Ning Zhao, Wei Li, Shuang Bai, Wenlei Guo, Guohui Yuan, Fan Wang, Weitang Liu, Jinxin Wang

Abstract

Non-target-site resistance (NTSR) to herbicides is a worldwide concern for weed control. However, as the dominant NTSR mechanism in weeds, metabolic resistance is not yet well-characterized at the genetic level. For this study, we have identified a shortawn foxtail (Alopecurus aequalis Sobol.) population displaying both TSR and NTSR to mesosulfuron-methyl and fenoxaprop-P-ethyl, yet the molecular basis for this NTSR remains unclear. To investigate the mechanisms of metabolic resistance, an RNA-Seq transcriptome analysis was used to find candidate genes that may confer metabolic resistance to the herbicide mesosulfuron-methyl in this plant population. The RNA-Seq libraries generated 831,846,736 clean reads. The de novo transcriptome assembly yielded 95,479 unigenes (averaging 944 bp in length) that were assigned putative annotations. Among these, a total of 29,889 unigenes were assigned to 67 GO terms that contained three main categories, and 14,246 unigenes assigned to 32 predicted KEGG metabolic pathways. Global gene expression was measured using the reads generated from the untreated control (CK), water-only control (WCK), and mesosulfuron-methyl treatment (T) of R and susceptible (S). Contigs that showed expression differences between mesosulfuron-methyl-treated R and S biotypes, and between mesosulfuron-methyl-treated, water-treated and untreated R plants were selected for further quantitative real-time PCR (qRT-PCR) validation analyses.
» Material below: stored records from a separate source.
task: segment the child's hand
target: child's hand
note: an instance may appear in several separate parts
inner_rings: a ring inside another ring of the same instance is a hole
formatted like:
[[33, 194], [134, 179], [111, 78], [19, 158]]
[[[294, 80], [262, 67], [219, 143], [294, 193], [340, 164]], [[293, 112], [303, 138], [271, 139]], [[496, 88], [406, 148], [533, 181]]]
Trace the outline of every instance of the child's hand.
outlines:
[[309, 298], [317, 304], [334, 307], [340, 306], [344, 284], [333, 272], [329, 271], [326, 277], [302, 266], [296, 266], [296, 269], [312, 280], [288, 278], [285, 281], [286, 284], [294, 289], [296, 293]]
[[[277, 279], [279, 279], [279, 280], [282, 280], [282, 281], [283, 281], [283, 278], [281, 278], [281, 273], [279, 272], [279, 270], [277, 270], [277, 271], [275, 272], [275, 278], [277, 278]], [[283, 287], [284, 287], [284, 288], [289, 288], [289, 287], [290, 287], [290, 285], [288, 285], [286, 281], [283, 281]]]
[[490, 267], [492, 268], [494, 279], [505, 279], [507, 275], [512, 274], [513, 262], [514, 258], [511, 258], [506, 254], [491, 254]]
Seventeen contigs were consistently highly expressed in the resistant A. aequalis plants, including four cytochrome P450 monooxygenase (CytP450) genes, two glutathione S-transferase (GST) genes, two glucosyltransferase (GT) genes, two ATP-binding cassette (ABC) transporter genes, and seven additional contigs with functional annotations related to oxidation, hydrolysis, and plant stress physiology. These 17 contigs could serve as major candidate genes for contributing to metabolic mesosulfuron-methyl resistance; hence they deserve further functional study. This is the first large-scale transcriptome-sequencing study to identify NTSR genes in A. aequalis that uses the Illumina platform. This work demonstrates that NTSR is likely driven by the differences in the expression patterns of a set of genes. The assembled transcriptome data presented here provide a valuable resource for A. aequalis biology, and should facilitate the study of herbicide resistance at the molecular level in this and other weed species.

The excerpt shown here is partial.